Noch ist der Umsatz schwach. Der Auftragseingang aber ist im 1. Quartal 2010 deutlich gestiegen. Wird es in diesem Stil weitergehen?

Philipp Mosimann: Im Vergleich zum Vorjahr rechnen wir mit einer weiterhin positiven Entwicklung des Auftragseingangs. Als Folge der Saisonalität unseres Geschäftes könnte jedoch im 2. Quartal eine gewisse Abflachung eintreten.

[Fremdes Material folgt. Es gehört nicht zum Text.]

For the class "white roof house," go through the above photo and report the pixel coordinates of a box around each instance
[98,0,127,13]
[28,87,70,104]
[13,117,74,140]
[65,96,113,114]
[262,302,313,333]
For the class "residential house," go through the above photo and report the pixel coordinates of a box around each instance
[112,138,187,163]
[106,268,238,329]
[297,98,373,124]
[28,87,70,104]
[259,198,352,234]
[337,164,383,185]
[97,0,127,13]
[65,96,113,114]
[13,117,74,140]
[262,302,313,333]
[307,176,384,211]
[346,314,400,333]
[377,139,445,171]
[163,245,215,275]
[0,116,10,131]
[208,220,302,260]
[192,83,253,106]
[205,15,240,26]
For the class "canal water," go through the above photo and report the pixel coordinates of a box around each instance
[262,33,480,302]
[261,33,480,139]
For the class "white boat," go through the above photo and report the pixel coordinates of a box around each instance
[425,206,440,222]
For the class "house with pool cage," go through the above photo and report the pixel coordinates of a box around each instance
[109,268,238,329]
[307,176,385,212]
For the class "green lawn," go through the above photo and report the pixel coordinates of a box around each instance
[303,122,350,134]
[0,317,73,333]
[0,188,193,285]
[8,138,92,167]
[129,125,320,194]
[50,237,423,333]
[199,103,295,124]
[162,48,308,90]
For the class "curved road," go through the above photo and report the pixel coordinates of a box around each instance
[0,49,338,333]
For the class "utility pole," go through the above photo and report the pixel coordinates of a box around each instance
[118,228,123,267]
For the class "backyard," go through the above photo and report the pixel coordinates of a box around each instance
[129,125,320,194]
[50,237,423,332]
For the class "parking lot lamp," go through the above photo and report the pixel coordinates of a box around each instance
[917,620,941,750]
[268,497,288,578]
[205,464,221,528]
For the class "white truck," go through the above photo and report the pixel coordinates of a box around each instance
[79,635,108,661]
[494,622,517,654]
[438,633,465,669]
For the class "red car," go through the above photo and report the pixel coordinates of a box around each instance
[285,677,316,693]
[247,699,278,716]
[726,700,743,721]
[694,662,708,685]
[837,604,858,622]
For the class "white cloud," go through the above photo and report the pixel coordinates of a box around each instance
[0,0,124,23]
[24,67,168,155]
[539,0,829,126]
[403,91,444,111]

Wann wird der Umsatz anziehen?

Mosimann: Unsere Divisionen sind mit einem tiefen Auftragsbestand ins laufende Jahr gestartet. Wir gehen davon aus, dass sich der wachsende Bestellungseingang mit einer gewissen Verzögerung positiv auf die Umsatzentwicklung auswirkt. Das gilt speziell für das 2. Semester. Per Ende Jahr rechnen wir mit einem Umsatz auf Vorjahresniveau.

Die Börsenkapitalisierung ist mit 1,37 Mrd Fr. enttäuschend niedrig, im Vergleich zu früheren Zeiten.

Mosimann: Seit Jahresbeginn hat sich die Bucher-Aktie besser als der Leitindex SPI entwickelt. Unser Kurs-Gewinn-Verhältnis liegt im Rahmen vergleichbarer Unternehmen.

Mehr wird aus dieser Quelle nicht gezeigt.